Both men are now midvalley residents. Blue Tent Marketing makes its home in a custom loft in Orchard Plaza, in the building adjacent to Movieland.
Their hard work and perspective was recognized in a major way last week when Outside magazine honored Blue Tent Marketing as seventh in the nation in its survey on the best places to work. Companies have to apply for consideration by Outside. The magazine hires an independent company to survey employees and then analyze the results in an objective way. Aspen Skiing Co. came in 80th on Outside’s 100 best places to work.
Outside online touted Blue Tent as a place with a great culture.
“Flexible hours let you ski, bike, run, or play, as long as you hit deadlines,” Outside said.
The top 30 companies on the list will be recognized in the September edition of Outside, on newsstands Aug. 14.
Blue Tent won accolades from Outside for company-sponsored ski outings and rafting parties and for stocking its office refrigerator with beer to help ease stress on late afternoons.
“It’s always been about having your cake and eating it, too,” Lewis said.
But Lewis and Scott said Tuesday that their company is far from all fun and games. It is every bit as serious and passionate about marketing as larger agencies in big cities, Lewis said. It has built a culture of success, Scott added.
“We’ve got a group of pretty passionate people,” Scott said.

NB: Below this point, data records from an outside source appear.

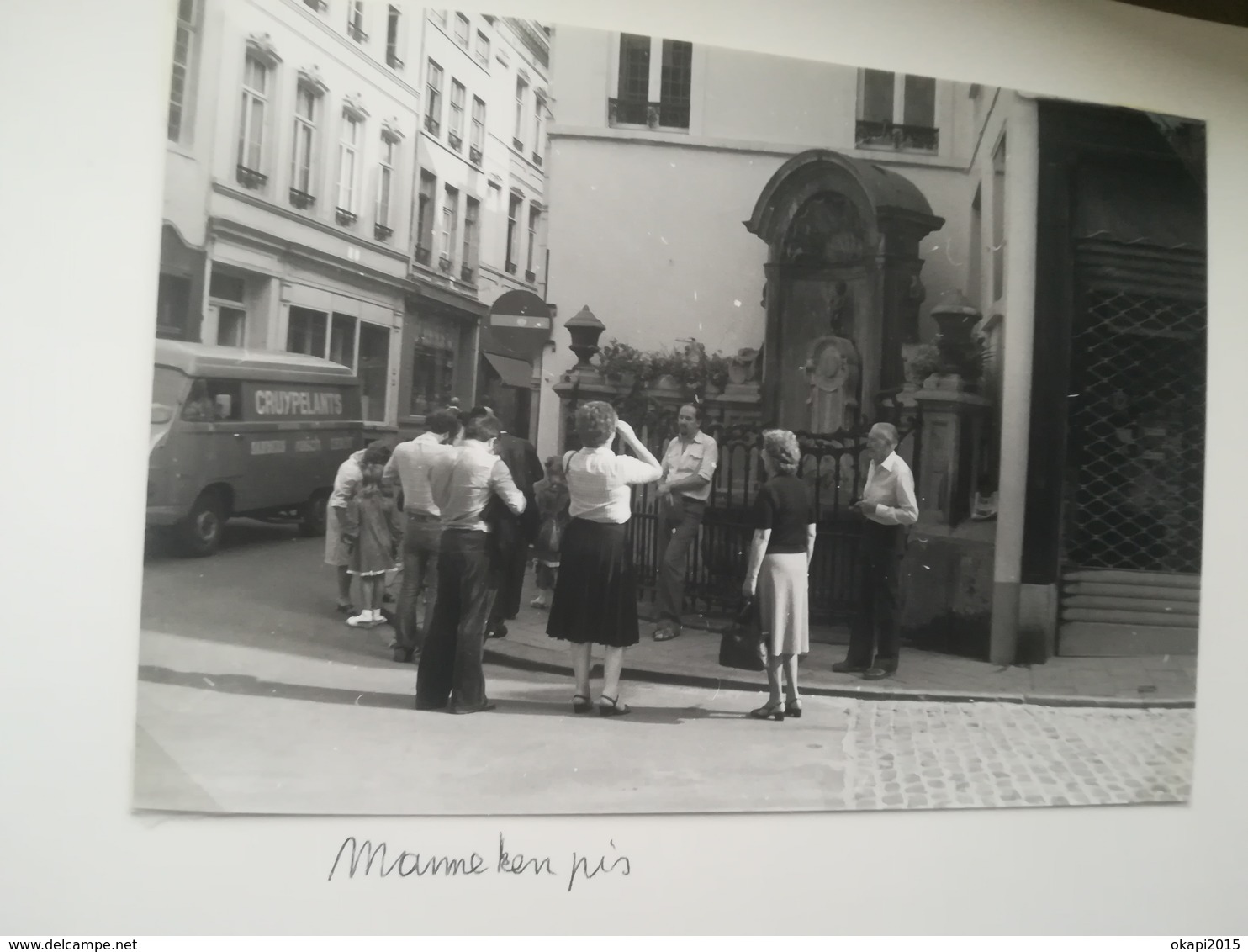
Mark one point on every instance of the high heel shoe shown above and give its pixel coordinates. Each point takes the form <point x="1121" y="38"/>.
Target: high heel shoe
<point x="611" y="707"/>
<point x="769" y="711"/>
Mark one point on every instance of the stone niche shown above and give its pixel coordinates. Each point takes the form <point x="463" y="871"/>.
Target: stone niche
<point x="843" y="288"/>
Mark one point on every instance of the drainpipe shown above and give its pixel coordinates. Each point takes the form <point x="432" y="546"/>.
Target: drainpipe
<point x="1023" y="193"/>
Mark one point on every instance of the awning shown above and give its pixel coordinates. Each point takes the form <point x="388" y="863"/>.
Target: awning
<point x="515" y="373"/>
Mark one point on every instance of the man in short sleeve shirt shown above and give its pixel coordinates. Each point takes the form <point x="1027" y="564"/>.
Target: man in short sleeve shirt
<point x="688" y="467"/>
<point x="889" y="505"/>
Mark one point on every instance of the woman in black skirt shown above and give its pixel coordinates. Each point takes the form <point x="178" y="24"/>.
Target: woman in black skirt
<point x="595" y="593"/>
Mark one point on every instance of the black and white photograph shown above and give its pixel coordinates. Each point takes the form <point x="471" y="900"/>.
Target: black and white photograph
<point x="549" y="420"/>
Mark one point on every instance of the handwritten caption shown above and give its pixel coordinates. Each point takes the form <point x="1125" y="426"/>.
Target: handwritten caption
<point x="357" y="859"/>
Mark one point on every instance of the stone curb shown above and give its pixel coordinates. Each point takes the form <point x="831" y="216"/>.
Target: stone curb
<point x="863" y="694"/>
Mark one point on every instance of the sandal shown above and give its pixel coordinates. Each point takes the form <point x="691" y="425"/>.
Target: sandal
<point x="611" y="707"/>
<point x="769" y="711"/>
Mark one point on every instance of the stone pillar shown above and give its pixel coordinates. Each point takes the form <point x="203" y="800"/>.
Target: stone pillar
<point x="953" y="436"/>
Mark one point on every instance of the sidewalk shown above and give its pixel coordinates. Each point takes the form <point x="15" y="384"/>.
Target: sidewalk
<point x="693" y="659"/>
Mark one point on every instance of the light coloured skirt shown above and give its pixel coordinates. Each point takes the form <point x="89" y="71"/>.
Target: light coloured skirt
<point x="336" y="552"/>
<point x="784" y="604"/>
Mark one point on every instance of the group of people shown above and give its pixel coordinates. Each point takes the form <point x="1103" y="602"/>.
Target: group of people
<point x="477" y="502"/>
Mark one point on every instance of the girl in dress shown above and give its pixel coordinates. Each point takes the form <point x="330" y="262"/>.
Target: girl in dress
<point x="372" y="532"/>
<point x="553" y="500"/>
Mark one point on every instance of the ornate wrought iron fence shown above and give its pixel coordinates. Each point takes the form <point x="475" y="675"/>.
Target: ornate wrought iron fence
<point x="835" y="468"/>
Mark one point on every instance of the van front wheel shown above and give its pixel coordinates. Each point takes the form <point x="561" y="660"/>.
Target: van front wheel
<point x="312" y="514"/>
<point x="200" y="533"/>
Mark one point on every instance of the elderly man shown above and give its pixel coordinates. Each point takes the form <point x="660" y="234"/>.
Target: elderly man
<point x="889" y="505"/>
<point x="688" y="467"/>
<point x="451" y="674"/>
<point x="422" y="533"/>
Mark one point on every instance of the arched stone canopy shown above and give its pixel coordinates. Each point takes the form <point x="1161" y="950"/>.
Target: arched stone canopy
<point x="843" y="278"/>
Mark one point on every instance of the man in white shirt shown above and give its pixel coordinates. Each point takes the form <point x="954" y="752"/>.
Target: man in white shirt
<point x="422" y="533"/>
<point x="889" y="505"/>
<point x="451" y="675"/>
<point x="688" y="467"/>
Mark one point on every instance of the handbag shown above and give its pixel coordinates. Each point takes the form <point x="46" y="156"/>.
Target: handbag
<point x="742" y="644"/>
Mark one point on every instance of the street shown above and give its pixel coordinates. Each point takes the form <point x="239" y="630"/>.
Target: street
<point x="253" y="696"/>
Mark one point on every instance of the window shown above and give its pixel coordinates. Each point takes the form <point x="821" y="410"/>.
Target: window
<point x="342" y="340"/>
<point x="178" y="87"/>
<point x="472" y="239"/>
<point x="477" y="144"/>
<point x="521" y="89"/>
<point x="456" y="130"/>
<point x="373" y="371"/>
<point x="896" y="111"/>
<point x="433" y="364"/>
<point x="449" y="227"/>
<point x="172" y="307"/>
<point x="306" y="330"/>
<point x="647" y="96"/>
<point x="392" y="44"/>
<point x="433" y="100"/>
<point x="356" y="21"/>
<point x="306" y="105"/>
<point x="998" y="222"/>
<point x="513" y="232"/>
<point x="534" y="219"/>
<point x="384" y="188"/>
<point x="251" y="128"/>
<point x="211" y="400"/>
<point x="425" y="217"/>
<point x="348" y="167"/>
<point x="226" y="297"/>
<point x="675" y="82"/>
<point x="538" y="111"/>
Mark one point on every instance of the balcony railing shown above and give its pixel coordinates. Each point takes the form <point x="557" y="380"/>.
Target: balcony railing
<point x="250" y="177"/>
<point x="302" y="200"/>
<point x="891" y="135"/>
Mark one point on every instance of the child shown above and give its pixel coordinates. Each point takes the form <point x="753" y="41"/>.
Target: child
<point x="372" y="532"/>
<point x="552" y="500"/>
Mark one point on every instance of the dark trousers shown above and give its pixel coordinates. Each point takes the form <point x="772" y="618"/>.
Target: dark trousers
<point x="451" y="663"/>
<point x="680" y="518"/>
<point x="422" y="536"/>
<point x="875" y="634"/>
<point x="510" y="580"/>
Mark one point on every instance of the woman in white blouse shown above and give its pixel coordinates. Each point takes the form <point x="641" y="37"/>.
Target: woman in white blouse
<point x="595" y="593"/>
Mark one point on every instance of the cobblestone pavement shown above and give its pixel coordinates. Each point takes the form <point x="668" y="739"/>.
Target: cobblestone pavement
<point x="912" y="755"/>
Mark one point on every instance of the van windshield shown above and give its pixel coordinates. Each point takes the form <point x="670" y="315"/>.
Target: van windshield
<point x="169" y="387"/>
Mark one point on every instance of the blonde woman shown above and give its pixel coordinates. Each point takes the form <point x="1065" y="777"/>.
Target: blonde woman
<point x="779" y="569"/>
<point x="595" y="591"/>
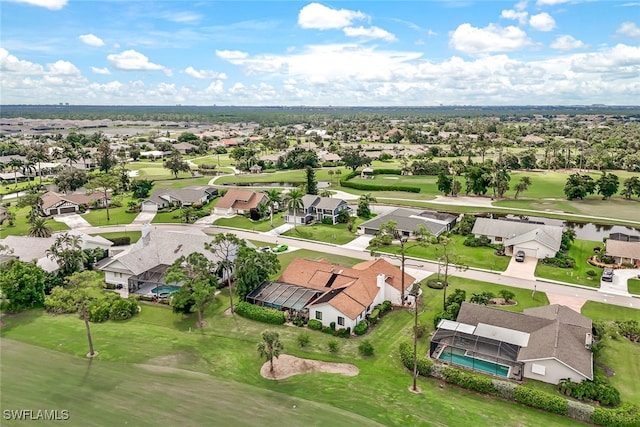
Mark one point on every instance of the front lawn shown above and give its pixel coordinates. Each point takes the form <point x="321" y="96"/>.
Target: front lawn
<point x="479" y="257"/>
<point x="336" y="234"/>
<point x="633" y="286"/>
<point x="580" y="250"/>
<point x="240" y="221"/>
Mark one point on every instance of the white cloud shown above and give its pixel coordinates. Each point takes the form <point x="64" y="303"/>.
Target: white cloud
<point x="231" y="55"/>
<point x="519" y="15"/>
<point x="369" y="33"/>
<point x="566" y="42"/>
<point x="11" y="64"/>
<point x="542" y="22"/>
<point x="48" y="4"/>
<point x="628" y="29"/>
<point x="492" y="38"/>
<point x="317" y="16"/>
<point x="204" y="74"/>
<point x="131" y="60"/>
<point x="104" y="71"/>
<point x="91" y="40"/>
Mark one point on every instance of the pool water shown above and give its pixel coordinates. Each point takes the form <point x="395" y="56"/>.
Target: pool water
<point x="159" y="290"/>
<point x="471" y="362"/>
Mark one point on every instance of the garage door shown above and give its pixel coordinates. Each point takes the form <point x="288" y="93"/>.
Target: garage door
<point x="530" y="252"/>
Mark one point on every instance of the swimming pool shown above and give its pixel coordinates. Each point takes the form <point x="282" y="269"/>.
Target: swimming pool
<point x="164" y="290"/>
<point x="472" y="362"/>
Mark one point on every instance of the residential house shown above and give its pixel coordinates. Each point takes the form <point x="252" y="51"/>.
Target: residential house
<point x="546" y="343"/>
<point x="236" y="201"/>
<point x="141" y="267"/>
<point x="331" y="293"/>
<point x="56" y="203"/>
<point x="535" y="239"/>
<point x="28" y="249"/>
<point x="623" y="252"/>
<point x="408" y="221"/>
<point x="316" y="208"/>
<point x="164" y="197"/>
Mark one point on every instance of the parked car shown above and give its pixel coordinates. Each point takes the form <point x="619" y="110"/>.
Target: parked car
<point x="280" y="248"/>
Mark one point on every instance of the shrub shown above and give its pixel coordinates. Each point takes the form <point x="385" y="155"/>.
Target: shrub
<point x="314" y="324"/>
<point x="541" y="400"/>
<point x="365" y="348"/>
<point x="303" y="339"/>
<point x="361" y="328"/>
<point x="261" y="314"/>
<point x="406" y="356"/>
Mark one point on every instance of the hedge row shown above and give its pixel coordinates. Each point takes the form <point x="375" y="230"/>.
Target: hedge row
<point x="627" y="415"/>
<point x="406" y="356"/>
<point x="365" y="186"/>
<point x="261" y="314"/>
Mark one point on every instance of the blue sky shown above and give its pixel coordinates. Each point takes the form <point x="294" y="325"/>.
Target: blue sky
<point x="357" y="53"/>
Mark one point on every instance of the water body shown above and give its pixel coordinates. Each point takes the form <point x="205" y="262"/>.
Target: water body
<point x="584" y="231"/>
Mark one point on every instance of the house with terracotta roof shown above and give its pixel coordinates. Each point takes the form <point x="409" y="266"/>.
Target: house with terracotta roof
<point x="56" y="203"/>
<point x="331" y="293"/>
<point x="237" y="201"/>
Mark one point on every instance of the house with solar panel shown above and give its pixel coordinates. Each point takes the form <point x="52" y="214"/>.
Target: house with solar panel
<point x="547" y="343"/>
<point x="331" y="293"/>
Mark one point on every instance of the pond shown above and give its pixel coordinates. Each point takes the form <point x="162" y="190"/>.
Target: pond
<point x="585" y="230"/>
<point x="321" y="184"/>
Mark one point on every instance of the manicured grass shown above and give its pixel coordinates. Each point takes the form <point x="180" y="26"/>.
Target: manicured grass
<point x="134" y="236"/>
<point x="580" y="250"/>
<point x="598" y="311"/>
<point x="21" y="226"/>
<point x="481" y="257"/>
<point x="337" y="234"/>
<point x="225" y="351"/>
<point x="240" y="221"/>
<point x="633" y="286"/>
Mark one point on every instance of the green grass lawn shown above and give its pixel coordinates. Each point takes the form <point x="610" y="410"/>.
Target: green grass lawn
<point x="134" y="236"/>
<point x="213" y="372"/>
<point x="21" y="226"/>
<point x="580" y="250"/>
<point x="633" y="286"/>
<point x="482" y="257"/>
<point x="336" y="234"/>
<point x="240" y="221"/>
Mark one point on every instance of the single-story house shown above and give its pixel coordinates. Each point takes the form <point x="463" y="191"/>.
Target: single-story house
<point x="316" y="208"/>
<point x="56" y="203"/>
<point x="162" y="198"/>
<point x="623" y="252"/>
<point x="28" y="249"/>
<point x="136" y="268"/>
<point x="237" y="201"/>
<point x="535" y="239"/>
<point x="331" y="293"/>
<point x="408" y="221"/>
<point x="547" y="343"/>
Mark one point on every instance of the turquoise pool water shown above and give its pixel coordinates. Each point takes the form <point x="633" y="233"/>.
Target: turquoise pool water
<point x="159" y="290"/>
<point x="479" y="364"/>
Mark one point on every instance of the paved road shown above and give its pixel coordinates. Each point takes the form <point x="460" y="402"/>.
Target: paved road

Their hard work has paid off during the recession. Blue Tent managed to continue slow growth thanks to its earlier decision to focus partially on vacation-rental business. Blue Tent builds the websites for companies such as Frias Properties in Aspen, which manages hundreds of high-end condominiums and homes in and around the core of Aspen. A company like that needs a website that showcases awesome photos and virtual tours of the properties available, gives shoppers a good idea of where a property is situated in Aspen and provides a fool-proof way to check availability and make a reservation.
Blue Tent built a reputation for creating solid websites for clients in the vacation-rental business. The niche paid off. Vacation rentals continued to grow during the recession while real estate sales stumbled. Now that the real estate industry is clicking again in the upper Roaring Fork Valley, Blue Tent’s business has picked up even more. It also has programs dedicated to the smallest of businesses and to nonprofit organizations – providing the most bang for limited bucks.
The company is hiring programmers, account managers and specialists in search-engine optimization. Lewis said it grows when it must, not for bragging rights.
“When you operate on cash, it kind of dictates your growth trajectory,” Lewis said.
They estimated that 60 percent of their clients are outside the Roaring Fork Valley and 40 percent inside. It’s their work in Aspen, in the vacation-rental field and real estate in particular, that gets noticed by companies in other resorts and cultivates business for them. Aspen is so competitive for customers’ attention that working in other resorts is much easier, Scott said. That keeps Blue Tent’s staff on its toes, always looking for ways to innovate and improve.
“We always like to joke, ‘You never get to raise the “Mission Accomplished” banner here,'” Scott said.